Notice If you want to see Python source code that supports some of my projects, go to Github and help yourself. The code is not written with reuse in mind... -- (talk) 15:57, 15 May 2018 (UTC)

If you are concerned that a category gets flooded with automated uploads, check that a template like {{Disambig}}, {{Photographs}}, {{Categorise}}, {{CatDiffuse}} or {{CatCat}} has been applied before complaining. In the case of my batch upload projects, any category marked this way will not be added to new photographs. -- (talk) 16:32, 20 September 2018 (UTC)




@: searching for a photo of Frances Carpenter here on commons, I came across the images from Category:Chevy Chase Club and noticed the TIF files, I was wondering if it makes sense these files to be added to the same categories like for example jpg files. Thank you for your time. Also, this being the last day of 2018, allow me to present my very best wishes for 2019! Lotje (talk) 13:32, 31 December 2018 (UTC)

This search (for example) lists pictures in the collection of State Library of Victoria that are out of copyright. Each is available (via the "Available online" link) as a jpg, and as a high-res tif. The resultant "Download" pages lists them as "Out of Copyright". Could you automate downloading all their OoC artworks, please? They have an API. Category:Paintings in the State Library of Victoria has very few members. Andy Mabbett (Pigsonthewing); Talk to Andy; Andy's edits 17:04, 16 January 2019 (UTC)

Hi Fæ! Thanks a lot for User:Fæ/Project list/ESA! I'm categorizing many pictures from Category:ESA images (review needed) and found some duplicates of pictures previously imported in Category:ESA_files_uploaded_by_Revent. I didn't check all of them but it's likely all of these 254 photos have been duplicated. What should we do? Keep the oldest ones (those imported by Revent) or yours? vip (talk) 15:39, 25 December 2018 (UTC)

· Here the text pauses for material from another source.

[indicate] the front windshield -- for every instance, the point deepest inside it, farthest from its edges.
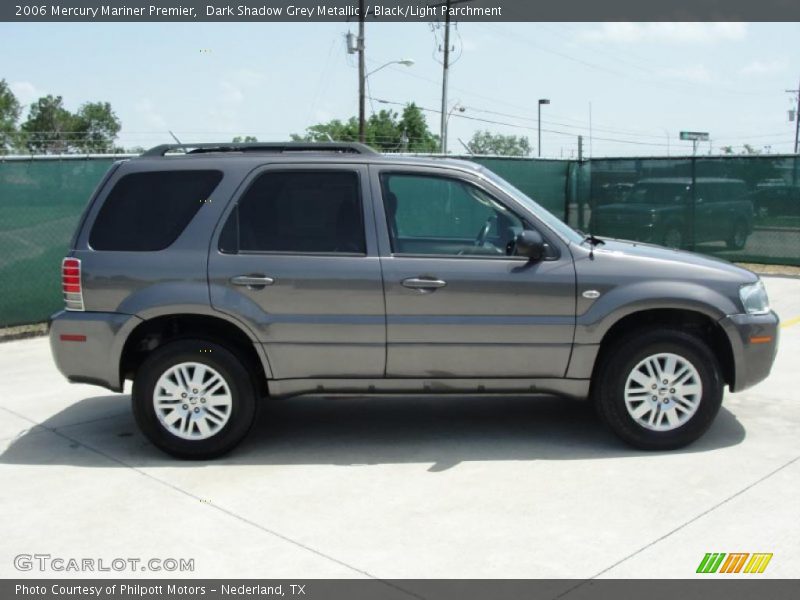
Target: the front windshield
(545, 215)
(659, 193)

@Don-vip: The decision of which to keep should be based on which image is better quality (presumably these will all be digitally identical), and which have the better description. There's no issue with deleting my uploads where they are duplicates, I am still puzzled as to exactly how these are created, as I do automatic duplicate checks before upload. -- (talk) 09:19, 27 February 2019 (UTC)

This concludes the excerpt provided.